The pressure on parents at Christmas is at an all time high. Since we were children expectations have shot through the roof and if you are not scouring Pinterest every night for Elf on the Shelf ideas, the feeling you are letting your children down is hard to manage alongside the traditional stresses of managing family and budgets.
Let’s break some of them down:
– Elf on the Shelf is a relatively new phenomenon. It is advertised as a ‘tradition’ which has pulled a large proportion of us in to feeling obliged to play along. The short version is that every night you move the darling Elf into a new fun tableau. Trying to do this and be vaguely humorous at 11pm for 24 nights in a row is a stress none of us need. On the nights you forget to move it the look of disappointment on your child’s face as you frantically come up with an excuse as to why the Elf is still swinging from the chandelier is more than enough to put you off making it a ‘Christmas tradition’.
– Managing family expectations. Now this isn’t a new one, but during a recent conversation with some Mum friends we had a realisation. A lot of us don’t end up doing what we would actually like to at Christmas because extended family expect to spend Christmas with us. But really we would like to just sit in front of the tv with our partners and children in our pjs all day.
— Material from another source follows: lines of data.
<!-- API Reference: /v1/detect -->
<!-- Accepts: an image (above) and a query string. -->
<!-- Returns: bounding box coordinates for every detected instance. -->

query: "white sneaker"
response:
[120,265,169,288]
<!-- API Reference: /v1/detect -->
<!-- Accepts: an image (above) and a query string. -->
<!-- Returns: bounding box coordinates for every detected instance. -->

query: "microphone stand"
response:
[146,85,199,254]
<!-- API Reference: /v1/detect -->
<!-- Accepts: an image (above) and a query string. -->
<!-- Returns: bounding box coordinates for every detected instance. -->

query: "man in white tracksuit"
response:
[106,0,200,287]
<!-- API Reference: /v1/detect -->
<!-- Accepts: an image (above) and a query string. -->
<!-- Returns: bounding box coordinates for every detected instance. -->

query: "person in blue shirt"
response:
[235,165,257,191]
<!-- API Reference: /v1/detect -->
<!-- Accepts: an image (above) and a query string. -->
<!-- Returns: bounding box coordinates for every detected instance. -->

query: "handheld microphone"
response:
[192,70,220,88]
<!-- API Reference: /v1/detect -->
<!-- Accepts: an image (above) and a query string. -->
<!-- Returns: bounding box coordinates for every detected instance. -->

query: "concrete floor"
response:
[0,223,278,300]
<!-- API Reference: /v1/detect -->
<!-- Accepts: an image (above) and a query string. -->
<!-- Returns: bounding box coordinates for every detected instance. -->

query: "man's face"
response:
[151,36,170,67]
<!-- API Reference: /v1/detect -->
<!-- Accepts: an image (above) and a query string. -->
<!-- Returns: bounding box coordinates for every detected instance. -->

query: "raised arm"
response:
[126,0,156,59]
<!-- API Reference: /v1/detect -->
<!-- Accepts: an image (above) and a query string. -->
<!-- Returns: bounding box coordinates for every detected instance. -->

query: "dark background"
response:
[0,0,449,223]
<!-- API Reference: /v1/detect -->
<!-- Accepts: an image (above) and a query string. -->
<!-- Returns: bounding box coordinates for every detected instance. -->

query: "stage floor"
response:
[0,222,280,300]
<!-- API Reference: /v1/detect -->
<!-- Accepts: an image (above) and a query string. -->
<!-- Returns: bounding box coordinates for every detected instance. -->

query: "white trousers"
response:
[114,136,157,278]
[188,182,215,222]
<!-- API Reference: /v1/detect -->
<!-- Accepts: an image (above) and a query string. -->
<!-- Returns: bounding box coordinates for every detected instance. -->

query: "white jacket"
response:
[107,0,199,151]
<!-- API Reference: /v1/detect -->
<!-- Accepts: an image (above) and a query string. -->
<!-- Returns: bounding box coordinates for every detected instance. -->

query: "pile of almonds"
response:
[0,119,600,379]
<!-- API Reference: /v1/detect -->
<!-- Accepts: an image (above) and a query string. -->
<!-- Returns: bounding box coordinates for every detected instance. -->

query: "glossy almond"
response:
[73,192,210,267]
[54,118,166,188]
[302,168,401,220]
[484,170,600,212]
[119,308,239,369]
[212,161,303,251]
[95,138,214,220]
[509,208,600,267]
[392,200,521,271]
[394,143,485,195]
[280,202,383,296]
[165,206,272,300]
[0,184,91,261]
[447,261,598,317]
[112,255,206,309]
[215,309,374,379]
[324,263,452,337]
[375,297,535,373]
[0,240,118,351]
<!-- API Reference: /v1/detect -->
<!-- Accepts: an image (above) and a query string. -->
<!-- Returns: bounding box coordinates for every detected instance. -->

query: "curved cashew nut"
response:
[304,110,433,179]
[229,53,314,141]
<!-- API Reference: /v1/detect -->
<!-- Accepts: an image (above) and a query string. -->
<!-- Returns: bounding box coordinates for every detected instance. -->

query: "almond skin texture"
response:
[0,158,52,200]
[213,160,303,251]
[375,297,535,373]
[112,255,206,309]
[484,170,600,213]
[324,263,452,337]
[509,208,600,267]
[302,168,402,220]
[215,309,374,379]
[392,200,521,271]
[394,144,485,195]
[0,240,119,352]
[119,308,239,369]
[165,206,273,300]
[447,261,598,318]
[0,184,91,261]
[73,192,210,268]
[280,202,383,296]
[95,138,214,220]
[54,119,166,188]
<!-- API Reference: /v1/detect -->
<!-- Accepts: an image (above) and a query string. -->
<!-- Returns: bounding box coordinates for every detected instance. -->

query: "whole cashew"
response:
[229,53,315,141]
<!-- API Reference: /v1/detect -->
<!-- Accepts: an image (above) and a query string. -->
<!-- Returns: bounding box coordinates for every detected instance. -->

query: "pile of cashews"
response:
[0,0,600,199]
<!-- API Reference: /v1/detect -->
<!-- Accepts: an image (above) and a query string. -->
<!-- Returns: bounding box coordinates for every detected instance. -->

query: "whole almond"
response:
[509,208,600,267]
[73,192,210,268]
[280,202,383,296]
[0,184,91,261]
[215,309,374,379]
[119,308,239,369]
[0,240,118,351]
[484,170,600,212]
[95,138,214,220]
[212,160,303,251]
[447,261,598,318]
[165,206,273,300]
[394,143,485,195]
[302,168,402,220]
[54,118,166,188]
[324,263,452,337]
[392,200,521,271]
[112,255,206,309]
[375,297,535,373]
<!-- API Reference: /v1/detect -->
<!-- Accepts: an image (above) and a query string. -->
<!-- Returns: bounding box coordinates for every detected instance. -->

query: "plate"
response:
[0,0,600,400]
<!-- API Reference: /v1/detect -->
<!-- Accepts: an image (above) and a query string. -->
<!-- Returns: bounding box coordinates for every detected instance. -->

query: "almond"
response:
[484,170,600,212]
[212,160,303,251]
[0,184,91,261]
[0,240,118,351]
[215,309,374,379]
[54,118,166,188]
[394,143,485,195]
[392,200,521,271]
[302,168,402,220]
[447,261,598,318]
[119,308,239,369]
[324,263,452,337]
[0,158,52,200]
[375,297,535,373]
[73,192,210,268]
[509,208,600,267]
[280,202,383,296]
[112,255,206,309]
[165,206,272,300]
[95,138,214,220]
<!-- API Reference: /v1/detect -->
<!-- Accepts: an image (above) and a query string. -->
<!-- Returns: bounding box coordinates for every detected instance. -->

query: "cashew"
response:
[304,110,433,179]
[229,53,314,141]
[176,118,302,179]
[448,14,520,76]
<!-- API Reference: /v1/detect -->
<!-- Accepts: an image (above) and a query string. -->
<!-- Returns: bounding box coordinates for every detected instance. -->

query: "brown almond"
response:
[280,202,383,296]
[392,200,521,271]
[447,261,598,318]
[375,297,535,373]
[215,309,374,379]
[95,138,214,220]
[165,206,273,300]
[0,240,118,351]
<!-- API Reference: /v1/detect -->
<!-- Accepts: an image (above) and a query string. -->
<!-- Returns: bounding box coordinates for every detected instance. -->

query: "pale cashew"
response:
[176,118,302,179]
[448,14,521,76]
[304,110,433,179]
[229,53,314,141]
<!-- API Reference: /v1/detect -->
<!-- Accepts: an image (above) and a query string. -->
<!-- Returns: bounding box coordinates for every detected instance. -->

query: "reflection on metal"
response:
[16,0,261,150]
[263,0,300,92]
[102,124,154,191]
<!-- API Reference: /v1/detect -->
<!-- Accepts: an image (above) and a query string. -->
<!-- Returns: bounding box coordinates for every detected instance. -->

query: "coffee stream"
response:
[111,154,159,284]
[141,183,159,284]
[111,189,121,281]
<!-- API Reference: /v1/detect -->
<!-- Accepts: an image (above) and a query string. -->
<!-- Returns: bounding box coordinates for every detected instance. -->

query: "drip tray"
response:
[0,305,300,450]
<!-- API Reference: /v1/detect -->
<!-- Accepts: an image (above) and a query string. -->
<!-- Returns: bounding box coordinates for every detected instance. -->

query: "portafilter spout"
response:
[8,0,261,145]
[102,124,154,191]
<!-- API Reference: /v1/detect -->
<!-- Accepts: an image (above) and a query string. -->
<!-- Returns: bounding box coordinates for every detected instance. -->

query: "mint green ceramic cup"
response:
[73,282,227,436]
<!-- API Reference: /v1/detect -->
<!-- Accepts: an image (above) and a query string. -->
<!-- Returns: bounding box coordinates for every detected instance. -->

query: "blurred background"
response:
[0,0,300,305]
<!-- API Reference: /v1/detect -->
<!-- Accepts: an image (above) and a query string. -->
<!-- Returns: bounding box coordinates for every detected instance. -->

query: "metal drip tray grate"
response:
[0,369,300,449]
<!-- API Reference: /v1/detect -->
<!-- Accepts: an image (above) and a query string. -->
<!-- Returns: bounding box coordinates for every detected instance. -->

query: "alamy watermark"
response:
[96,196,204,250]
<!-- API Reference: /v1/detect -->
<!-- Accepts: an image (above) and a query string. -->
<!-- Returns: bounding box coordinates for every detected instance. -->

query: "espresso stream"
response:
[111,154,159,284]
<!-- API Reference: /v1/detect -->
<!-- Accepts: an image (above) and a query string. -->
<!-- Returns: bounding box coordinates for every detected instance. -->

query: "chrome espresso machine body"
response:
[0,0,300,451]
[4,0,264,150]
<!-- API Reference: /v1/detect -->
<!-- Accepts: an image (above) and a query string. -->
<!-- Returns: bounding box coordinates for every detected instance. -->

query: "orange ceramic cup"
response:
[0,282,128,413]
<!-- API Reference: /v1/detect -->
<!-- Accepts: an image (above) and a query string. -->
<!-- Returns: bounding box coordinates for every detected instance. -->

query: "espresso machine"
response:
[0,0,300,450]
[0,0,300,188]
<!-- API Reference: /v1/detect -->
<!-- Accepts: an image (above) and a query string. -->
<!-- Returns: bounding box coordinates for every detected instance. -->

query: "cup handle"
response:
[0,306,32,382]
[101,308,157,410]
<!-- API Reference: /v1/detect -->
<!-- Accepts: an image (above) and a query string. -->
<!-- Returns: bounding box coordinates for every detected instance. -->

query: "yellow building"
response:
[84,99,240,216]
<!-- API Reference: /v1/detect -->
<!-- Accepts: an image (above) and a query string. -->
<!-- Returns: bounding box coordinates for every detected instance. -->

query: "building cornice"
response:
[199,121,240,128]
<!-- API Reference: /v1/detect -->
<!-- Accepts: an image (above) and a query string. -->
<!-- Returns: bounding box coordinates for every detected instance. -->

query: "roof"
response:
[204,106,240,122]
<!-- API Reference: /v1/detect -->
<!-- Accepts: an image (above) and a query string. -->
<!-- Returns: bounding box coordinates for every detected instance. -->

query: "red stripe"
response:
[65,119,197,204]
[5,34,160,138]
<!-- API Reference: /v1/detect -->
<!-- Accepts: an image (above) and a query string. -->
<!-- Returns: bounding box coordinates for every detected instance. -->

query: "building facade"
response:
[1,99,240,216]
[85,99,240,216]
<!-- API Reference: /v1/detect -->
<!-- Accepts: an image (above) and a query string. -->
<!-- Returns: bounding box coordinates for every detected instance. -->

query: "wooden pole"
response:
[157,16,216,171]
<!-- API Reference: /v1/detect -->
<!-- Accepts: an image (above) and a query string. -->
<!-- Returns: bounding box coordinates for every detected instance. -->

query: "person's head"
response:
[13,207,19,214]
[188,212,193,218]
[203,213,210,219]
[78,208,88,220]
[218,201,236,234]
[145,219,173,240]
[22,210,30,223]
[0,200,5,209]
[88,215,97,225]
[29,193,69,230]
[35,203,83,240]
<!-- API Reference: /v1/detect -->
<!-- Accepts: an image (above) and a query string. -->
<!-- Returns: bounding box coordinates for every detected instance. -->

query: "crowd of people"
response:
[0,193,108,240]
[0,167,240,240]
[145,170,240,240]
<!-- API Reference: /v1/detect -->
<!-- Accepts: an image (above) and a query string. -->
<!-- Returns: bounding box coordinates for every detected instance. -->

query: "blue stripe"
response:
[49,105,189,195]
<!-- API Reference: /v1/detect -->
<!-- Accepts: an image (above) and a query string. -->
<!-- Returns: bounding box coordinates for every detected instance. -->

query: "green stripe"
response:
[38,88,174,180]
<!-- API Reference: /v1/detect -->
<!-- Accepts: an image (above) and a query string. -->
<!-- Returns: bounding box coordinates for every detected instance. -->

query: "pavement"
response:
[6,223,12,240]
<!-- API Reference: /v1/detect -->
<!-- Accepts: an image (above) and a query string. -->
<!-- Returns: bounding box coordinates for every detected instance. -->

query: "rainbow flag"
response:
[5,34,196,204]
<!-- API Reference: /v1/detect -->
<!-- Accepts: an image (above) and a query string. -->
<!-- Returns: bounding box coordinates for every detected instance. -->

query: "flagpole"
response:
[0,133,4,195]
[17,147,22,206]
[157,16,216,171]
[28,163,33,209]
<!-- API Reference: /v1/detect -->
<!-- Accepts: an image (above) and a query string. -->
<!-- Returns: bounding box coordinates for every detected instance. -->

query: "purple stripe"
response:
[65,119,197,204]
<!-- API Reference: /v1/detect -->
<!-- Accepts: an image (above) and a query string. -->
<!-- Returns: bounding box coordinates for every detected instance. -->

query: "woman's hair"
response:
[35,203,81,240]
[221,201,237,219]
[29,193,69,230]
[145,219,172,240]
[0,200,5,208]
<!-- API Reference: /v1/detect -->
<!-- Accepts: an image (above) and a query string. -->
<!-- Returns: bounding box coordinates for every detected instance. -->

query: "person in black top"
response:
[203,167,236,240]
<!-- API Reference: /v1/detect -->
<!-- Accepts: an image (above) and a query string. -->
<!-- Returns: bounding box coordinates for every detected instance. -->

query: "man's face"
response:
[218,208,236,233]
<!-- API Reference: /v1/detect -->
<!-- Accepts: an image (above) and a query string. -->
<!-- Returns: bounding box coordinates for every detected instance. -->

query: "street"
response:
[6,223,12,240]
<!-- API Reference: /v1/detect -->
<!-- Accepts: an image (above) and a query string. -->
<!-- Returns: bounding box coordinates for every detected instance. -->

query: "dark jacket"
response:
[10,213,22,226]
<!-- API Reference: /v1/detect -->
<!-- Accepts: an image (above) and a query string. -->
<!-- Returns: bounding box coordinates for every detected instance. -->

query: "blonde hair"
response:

We don’t do this because we don’t want to disappoint other people, but what about what we want?
– As a child we used to feel lucky if our advent calendars had chocolate and not just a festive picture. Now there is a massive market for calendars that have toys for every day of December. They retail at around 8x the price of a chocolate calendar. And if you get swept up in the novelty of them it gets hard to go back to a chocolate calendar the following year.
– For parents that work and have children at school Christmas becomes a logistical nightmare and a masters in scheduling is useful. Christmas fairs, Nativities, Christmas family craft sessions, parents Christmas school lunches, the list is endless. And although all of these events are wonderful it is impossible for most to get annual leave for all of them at such a busy time of year.
– Christmas Eve boxes now seem to be the norm. Not only do you have to curate presents for Christmas Day but there is an expectation to supply your offspring with a box filled with DVDs, PJs and hot chocolate mix in a novelty Reindeer cone the day before. Isn’t a few gifts on Christmas Day enough?!
When we look back at our own childhoods, what are the things we remember? How many presents were under the tree? Not for me. I remember sitting with my family by the tree, watching films in the evening and feeling content from being surrounded by people I love. Don’t succumb to the pressure of the commercialised Christmas that has become the norm, go back to the roots of Christmas and enjoy an 80s style Christmas where a chocolate advent calendar was the height of luxury.